Professor Max Saito.

Professor Max Saito, a stalwart in the University's Communication Department since 2005, is a passionate advocate for global perspectives and experiential learning. Dr. Saito's journey into academia is intertwined with his belief in challenging assumptions and fostering alternative dialogues among students.

Teaching a diverse range of courses including Global Communication, Food Justice, Communication and Conflict, Human Rights, and International Conflict Resolution, Dr. Saito delves deep into the nuances of cultural understanding and civic engagement. "It's very important to have alternative dialogues," Dr. Saito asserts, emphasizing the role of critical thinking in shaping future leaders. “The students are our future leaders, and so for them to have that way of thinking… of challenging and going beyond what they hear from social media, I think it would make for very good citizens and good leaders in society.”

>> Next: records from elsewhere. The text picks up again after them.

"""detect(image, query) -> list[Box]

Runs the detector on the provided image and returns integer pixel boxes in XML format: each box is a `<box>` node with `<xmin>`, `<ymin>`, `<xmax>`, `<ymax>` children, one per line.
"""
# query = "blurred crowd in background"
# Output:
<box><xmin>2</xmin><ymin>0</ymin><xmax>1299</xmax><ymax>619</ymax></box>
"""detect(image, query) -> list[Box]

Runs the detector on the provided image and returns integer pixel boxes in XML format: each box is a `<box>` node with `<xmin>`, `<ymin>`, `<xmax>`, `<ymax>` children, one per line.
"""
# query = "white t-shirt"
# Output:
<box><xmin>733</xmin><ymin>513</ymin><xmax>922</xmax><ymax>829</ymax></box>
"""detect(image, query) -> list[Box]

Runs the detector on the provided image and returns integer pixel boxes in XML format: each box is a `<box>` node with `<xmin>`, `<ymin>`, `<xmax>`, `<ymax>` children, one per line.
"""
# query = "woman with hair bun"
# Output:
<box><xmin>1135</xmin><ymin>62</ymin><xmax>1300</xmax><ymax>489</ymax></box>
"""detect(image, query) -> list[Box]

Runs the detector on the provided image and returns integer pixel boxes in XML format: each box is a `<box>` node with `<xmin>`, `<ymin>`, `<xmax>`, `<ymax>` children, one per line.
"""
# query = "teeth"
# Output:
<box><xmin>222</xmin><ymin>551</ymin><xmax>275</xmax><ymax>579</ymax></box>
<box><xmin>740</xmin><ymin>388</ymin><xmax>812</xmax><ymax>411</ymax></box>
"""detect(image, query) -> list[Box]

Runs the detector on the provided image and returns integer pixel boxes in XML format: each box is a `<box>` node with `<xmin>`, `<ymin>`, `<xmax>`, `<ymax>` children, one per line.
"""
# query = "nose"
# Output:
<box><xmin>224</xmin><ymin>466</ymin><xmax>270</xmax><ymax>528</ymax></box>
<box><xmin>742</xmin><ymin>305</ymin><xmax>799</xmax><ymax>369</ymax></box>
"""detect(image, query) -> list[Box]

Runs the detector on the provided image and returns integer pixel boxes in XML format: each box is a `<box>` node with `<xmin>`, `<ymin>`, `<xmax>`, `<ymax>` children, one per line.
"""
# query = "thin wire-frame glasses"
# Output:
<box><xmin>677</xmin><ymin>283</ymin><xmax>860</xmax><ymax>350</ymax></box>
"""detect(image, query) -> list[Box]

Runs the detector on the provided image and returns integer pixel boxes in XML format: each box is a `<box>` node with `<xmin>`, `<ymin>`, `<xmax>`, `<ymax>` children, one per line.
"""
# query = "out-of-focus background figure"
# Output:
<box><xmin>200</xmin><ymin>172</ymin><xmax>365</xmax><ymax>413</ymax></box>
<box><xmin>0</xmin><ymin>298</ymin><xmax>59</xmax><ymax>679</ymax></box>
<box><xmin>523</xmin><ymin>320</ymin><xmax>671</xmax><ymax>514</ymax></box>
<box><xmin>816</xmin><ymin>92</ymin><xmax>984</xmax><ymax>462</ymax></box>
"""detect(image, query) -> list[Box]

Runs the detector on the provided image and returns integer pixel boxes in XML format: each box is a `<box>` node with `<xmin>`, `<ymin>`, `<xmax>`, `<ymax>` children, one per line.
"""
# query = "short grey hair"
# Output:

One of Dr. Saito's signature initiatives is organizing short-term study abroad trips, offering students immersive experiences in international cultures. Reflecting on past trips to destinations like Jordan and Florence, Italy, Saito shared, "I like for our students to have this opportunity to experience going abroad and meeting new people, hearing different languages, and even trying to use a different language. It's so eye-opening.” In the near future, Dr. Saito is hoping to bring his students to Ireland in collaboration with one of his personal friends who is a professor at The University College Cork.

This experience, Dr. Saito said, is close to his heart, as one of his own abroad trips in Sri Lanka as an automobile maintenance teacher inspired him to seek out newer horizons and borders. After studying electrical engineering in high school, Dr. Saito taught a two-year program on automobile maintenance in Sri Lanka.

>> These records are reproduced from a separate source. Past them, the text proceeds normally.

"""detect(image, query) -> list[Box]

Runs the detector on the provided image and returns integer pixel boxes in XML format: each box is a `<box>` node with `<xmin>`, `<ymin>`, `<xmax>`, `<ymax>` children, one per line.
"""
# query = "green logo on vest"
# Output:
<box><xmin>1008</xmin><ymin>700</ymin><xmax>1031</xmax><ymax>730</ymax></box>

“I had such a wonderful time,” Dr. Saito said. “I had to teach in the official language, and back then, I didn’t speak much English either, so I had to learn. There was no dictionary between Japanese and Sinhalese, so every night, I would use the Japanese dictionary to English, then English to Sinhalese, and prepare my classes that way. It was very challenging, but I liked that. If I didn’t have that experience, I’m sure I wouldn’t be at the University today.”

This exposure to another culture helped Dr. Saito to understand the underlying humanity within every way of life. His students, as they grew closer, were part of this shift in perspective. “I always try to be appreciative of who students are, whatever they’re doing, and to see the gifts that they bring. The gift may not always be evident or apparent, but I try to see that.” In dedication to this ideal, Dr. Saito wears what he calls his “false assumption hat”, a forest green hat trimmed with red that reminds him to never allow any false assumption to impact the way he operates as a professor and a fellow human being.

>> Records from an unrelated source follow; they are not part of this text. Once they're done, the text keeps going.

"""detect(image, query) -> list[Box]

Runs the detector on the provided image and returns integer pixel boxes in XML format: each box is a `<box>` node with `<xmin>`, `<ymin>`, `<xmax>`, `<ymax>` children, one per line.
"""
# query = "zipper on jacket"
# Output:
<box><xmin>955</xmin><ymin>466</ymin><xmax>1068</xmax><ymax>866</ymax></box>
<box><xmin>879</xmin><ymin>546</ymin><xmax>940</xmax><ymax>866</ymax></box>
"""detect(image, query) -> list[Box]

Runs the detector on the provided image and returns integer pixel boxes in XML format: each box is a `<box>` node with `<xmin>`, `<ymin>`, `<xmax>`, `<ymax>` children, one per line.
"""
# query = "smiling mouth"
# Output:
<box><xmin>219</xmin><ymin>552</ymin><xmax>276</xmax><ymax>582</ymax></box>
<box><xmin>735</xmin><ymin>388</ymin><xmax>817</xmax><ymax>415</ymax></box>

Communication majors, Dr. Saito remarked, have a wide array of career options, including journalism, social media management, television, public relations, event coordination, counseling, human resources, human services, marketing, and even fields such as philosophy or sociology. He also echoed University President Linda Thompson's vision to "think globally and act locally," emphasizing the importance of being reflective consumers and communicators, as being aware of daily communication practices can promote human rights both globally and locally.

Dr. Saito also said that being reflective of how we consume art, media, and culture can help to improve the development of skillsets and also people’s lives. His most pressing piece of advice, however, is for students to travel and study abroad if they have the means and opportunity. Through his dedication to bridging cultures and minds through compassion, understanding, and education, Dr. Saito continues to inspire students and shape the University's commitment to fostering a diverse and inclusive academic environment.